Jak co roku, nadeszły chłody. To trudna pora roku szczególnie dla osób zagrożonych wychłodzeniem organizmu. Dlatego rozejrzyjmy się wokół nas, może ktoś bez dachu nad głową, osoba w starszym wieku czy z różnych względów nieporadna potrzebuje naszej pomocy, bez której nie przetrwa tej zimy.

     Od kilku dni temperatury na zewnątrz zarówno w dzień, jak i w nocy  spadają poniżej zera. Te trudne warunki atmosferyczne często bywają przyczyną śmierci z powodu wychłodzenia organizmu. Najczęściej dotyczy to osób bezdomnych, chorych, pod wpływem alkoholu, które długo przebywają na dworze czy nocują w pomieszczeniach nieogrzewanych. Osoby takie możemy spotkać wokół nas. Nierzadko szukają one schronienia w pustostanach, niezamykanych piwnicach, na terenie ogródków działkowych czy w innych ustronnych miejscach. Problem ten dotyczy również osób w starszym wieku, samotnie mieszkających i nieporadnych, które nie mogą sobie poradzić z codziennymi czynnościami jak np. napalenie w piecu, aby ogrzać mieszkanie. Pamiętajmy, że wystarczy niewiele czasu, aby doszło do wyziębienia organizmu lub zamarznięcia. Apelujemy o zgłaszanie takich przypadków dyżurnemu lipnowskiej policji na alarmowy numer telefonu 997 i 112 lub miejski (054) 231 86 21. Wszystkie tego typu przypadki będą sprawdzane, a potrzebujący otrzymają  pomoc.  
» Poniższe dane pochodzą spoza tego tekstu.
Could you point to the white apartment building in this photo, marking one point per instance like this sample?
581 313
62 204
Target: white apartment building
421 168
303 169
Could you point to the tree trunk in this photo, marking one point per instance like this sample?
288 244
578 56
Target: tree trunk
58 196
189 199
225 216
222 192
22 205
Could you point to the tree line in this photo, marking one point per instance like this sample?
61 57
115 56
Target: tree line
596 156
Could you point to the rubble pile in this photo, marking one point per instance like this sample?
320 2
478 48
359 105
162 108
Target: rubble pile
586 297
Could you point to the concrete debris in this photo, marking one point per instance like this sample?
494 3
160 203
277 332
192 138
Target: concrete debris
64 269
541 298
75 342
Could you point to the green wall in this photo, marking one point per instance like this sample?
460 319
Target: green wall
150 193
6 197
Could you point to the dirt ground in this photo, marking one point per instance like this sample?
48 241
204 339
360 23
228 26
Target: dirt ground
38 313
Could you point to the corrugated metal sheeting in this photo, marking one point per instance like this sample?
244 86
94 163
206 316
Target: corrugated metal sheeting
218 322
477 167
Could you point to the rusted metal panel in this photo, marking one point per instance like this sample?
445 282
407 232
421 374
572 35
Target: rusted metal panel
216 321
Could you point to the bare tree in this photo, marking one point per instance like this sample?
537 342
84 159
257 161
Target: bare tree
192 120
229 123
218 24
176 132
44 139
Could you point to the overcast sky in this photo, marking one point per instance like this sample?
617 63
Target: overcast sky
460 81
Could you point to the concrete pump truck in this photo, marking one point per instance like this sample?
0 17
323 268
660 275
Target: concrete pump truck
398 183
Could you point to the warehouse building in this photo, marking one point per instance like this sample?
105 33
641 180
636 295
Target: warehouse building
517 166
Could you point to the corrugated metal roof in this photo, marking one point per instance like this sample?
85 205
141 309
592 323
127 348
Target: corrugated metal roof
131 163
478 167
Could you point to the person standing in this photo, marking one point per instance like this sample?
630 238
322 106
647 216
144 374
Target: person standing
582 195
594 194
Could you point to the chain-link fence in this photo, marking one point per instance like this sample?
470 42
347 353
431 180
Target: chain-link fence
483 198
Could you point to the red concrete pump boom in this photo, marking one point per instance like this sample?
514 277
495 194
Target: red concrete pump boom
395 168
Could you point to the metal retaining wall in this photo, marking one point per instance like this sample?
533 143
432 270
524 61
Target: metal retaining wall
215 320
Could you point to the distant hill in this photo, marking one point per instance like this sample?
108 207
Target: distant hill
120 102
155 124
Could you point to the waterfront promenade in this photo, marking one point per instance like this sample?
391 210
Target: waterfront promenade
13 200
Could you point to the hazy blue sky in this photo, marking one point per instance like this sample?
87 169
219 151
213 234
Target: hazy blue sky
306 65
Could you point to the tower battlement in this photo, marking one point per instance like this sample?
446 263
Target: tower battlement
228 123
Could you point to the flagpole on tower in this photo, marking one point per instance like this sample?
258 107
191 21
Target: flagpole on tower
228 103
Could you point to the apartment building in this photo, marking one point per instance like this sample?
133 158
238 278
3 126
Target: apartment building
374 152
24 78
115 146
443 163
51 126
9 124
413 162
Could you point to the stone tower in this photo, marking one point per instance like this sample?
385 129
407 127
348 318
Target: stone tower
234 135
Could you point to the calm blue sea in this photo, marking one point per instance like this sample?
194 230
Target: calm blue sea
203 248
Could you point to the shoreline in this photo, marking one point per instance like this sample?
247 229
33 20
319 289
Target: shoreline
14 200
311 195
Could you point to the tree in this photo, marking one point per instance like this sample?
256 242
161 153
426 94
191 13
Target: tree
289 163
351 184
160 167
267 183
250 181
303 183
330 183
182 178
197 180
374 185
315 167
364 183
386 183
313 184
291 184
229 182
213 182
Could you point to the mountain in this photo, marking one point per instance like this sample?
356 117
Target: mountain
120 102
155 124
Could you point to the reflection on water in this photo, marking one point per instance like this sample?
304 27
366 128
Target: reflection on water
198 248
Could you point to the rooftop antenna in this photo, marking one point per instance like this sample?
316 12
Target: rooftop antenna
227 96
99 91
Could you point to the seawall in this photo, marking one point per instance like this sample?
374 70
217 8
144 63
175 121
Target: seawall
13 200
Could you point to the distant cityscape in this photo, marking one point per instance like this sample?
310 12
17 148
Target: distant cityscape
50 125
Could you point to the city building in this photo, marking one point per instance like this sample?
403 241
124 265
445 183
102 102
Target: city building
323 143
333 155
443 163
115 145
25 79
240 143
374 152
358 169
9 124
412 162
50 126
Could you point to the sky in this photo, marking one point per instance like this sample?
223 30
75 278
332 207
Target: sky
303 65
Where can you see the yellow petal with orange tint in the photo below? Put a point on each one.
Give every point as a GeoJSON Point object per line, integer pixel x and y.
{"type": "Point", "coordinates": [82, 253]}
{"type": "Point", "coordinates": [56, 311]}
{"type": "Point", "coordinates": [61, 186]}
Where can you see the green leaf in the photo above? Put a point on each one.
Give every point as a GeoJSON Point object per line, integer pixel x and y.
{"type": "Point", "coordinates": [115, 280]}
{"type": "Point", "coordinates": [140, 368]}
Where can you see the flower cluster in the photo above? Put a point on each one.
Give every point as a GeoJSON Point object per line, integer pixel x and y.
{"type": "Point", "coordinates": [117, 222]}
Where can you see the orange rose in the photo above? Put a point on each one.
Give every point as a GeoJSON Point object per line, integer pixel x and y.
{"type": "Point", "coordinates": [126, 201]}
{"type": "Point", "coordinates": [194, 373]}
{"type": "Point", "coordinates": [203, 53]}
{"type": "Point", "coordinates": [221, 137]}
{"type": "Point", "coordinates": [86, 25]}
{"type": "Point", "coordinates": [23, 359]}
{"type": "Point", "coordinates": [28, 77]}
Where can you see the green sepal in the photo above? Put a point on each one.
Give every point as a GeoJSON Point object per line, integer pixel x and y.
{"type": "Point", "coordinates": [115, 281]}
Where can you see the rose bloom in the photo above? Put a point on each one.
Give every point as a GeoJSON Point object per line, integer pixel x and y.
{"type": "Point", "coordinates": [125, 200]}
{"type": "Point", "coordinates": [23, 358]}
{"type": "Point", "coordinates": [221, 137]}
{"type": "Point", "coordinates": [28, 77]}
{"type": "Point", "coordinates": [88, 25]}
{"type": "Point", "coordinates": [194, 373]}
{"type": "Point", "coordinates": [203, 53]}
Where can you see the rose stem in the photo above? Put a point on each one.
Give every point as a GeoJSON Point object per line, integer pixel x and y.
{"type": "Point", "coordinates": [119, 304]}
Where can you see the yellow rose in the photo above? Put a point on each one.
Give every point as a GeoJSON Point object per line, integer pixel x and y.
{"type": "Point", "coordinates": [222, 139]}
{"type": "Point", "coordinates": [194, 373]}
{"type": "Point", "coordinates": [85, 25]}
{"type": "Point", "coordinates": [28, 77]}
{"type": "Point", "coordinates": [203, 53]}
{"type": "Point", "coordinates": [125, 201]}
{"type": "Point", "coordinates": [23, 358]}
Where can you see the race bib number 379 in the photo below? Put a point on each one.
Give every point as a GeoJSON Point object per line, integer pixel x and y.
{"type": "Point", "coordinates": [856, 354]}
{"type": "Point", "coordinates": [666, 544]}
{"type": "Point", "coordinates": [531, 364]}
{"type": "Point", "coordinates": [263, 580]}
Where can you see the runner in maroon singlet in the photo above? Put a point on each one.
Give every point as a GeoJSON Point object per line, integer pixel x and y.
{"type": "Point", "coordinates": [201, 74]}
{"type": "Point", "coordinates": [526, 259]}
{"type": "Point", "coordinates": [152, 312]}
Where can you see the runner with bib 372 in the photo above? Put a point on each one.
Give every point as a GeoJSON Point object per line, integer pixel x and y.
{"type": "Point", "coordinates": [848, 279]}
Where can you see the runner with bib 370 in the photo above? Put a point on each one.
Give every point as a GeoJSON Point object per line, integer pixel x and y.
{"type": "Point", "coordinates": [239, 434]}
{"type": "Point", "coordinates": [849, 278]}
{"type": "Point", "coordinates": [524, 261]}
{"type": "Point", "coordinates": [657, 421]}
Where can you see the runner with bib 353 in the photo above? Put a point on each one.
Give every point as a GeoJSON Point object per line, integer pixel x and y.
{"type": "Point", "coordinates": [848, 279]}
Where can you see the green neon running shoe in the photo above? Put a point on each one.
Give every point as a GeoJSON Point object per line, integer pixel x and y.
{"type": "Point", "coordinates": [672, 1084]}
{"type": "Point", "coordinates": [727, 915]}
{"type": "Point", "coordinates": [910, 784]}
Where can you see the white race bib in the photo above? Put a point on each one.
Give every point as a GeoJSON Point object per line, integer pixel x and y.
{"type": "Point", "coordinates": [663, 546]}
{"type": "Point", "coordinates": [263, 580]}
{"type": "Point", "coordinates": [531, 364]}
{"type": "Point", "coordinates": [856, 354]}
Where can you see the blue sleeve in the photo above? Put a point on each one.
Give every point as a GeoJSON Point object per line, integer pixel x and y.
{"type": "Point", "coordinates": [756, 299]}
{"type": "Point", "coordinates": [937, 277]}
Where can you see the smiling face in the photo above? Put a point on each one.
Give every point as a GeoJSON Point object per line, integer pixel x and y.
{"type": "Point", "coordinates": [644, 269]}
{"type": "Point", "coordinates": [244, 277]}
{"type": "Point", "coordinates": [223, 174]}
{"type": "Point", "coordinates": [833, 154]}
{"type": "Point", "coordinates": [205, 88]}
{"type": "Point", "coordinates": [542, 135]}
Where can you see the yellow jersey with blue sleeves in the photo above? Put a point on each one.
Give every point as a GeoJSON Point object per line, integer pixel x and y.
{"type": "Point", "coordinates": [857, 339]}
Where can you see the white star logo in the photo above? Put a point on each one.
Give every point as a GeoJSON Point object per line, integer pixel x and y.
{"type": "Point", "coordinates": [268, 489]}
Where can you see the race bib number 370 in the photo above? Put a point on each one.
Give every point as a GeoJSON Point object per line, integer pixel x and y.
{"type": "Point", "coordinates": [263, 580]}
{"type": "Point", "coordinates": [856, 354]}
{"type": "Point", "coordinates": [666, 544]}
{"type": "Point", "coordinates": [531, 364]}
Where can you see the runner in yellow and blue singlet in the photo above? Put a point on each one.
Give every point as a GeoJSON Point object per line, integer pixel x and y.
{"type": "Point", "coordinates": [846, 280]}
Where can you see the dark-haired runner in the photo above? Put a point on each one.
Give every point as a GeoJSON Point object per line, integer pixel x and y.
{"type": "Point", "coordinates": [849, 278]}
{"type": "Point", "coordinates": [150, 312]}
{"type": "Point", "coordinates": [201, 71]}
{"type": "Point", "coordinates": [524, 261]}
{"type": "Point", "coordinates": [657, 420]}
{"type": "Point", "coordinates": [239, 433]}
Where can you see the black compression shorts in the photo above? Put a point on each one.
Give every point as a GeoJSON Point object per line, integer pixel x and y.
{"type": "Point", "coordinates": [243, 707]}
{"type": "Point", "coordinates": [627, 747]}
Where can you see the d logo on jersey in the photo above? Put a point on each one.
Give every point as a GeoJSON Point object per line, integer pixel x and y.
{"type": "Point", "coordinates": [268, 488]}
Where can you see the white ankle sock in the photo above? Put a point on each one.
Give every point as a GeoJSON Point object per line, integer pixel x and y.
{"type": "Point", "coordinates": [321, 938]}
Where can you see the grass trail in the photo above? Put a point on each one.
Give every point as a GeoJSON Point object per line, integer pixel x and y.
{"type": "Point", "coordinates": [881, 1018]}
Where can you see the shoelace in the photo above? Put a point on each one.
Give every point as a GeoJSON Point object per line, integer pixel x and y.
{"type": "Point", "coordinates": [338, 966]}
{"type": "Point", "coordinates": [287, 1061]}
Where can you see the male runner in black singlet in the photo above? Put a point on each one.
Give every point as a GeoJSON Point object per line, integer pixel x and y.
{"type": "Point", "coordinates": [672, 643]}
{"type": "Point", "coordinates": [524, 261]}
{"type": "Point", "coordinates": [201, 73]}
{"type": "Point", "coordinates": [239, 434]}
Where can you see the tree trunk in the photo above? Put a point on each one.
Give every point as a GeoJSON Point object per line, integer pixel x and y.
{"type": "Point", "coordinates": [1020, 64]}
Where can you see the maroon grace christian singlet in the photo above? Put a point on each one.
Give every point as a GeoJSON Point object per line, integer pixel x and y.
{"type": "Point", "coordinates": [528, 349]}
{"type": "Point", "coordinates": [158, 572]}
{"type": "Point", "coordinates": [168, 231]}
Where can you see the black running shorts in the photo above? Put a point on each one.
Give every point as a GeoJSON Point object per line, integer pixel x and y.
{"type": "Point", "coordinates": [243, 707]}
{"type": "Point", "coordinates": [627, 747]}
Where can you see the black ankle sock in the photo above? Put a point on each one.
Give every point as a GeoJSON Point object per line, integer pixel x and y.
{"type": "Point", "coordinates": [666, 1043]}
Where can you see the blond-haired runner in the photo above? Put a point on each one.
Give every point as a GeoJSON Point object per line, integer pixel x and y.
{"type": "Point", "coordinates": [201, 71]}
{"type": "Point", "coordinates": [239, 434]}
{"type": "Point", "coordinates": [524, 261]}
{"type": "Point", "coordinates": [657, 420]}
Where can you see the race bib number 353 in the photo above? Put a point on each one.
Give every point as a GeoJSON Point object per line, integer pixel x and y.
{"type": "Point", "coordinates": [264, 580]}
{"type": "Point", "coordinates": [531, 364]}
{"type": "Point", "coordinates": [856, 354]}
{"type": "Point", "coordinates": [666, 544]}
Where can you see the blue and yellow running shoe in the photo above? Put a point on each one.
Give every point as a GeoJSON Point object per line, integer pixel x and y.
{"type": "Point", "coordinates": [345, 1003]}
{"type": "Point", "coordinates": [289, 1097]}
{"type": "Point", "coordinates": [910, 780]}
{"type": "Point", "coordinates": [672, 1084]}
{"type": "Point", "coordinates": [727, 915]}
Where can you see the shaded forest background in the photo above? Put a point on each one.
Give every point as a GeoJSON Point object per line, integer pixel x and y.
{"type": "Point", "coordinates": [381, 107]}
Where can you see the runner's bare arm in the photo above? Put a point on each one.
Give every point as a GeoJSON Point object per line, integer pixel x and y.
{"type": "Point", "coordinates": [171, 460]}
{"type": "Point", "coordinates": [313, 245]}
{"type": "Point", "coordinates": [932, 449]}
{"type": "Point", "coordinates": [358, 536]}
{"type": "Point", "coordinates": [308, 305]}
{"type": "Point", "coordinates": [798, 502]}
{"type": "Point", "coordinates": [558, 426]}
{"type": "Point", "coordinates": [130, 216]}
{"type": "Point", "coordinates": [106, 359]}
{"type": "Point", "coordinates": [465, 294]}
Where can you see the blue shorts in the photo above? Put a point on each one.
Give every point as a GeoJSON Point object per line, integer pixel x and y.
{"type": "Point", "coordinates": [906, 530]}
Nie bądźmy obojętni, nasza reakcja może uratować komuś życie!

Mając na względzie ujemną temperaturę na dworze uczulamy, że alkohol w tych warunkach nie działa rozgrzewająco. Daje jedynie chwilowe i złudne poczucie ciepła. Spożyty alkohol rozszerza naczynia krwionośne przyspieszając wymianę ciepła organizmu z temperaturą otoczenia, co w konsekwencji skutkuje ekspresowym wychłodzeniem. Przestrzegamy także przed niebezpiecznymi „spacerami” pod wpływem alkoholu, często podczas powrotu do domu, na tzw. „skróty” przez mało uczęszczane miejsca. Wystarczy chwila nieuwagi, aby się poślizgnąć czy potknąć, upaść i nie móc się podnieść. Wtedy o tragedię nie trudno.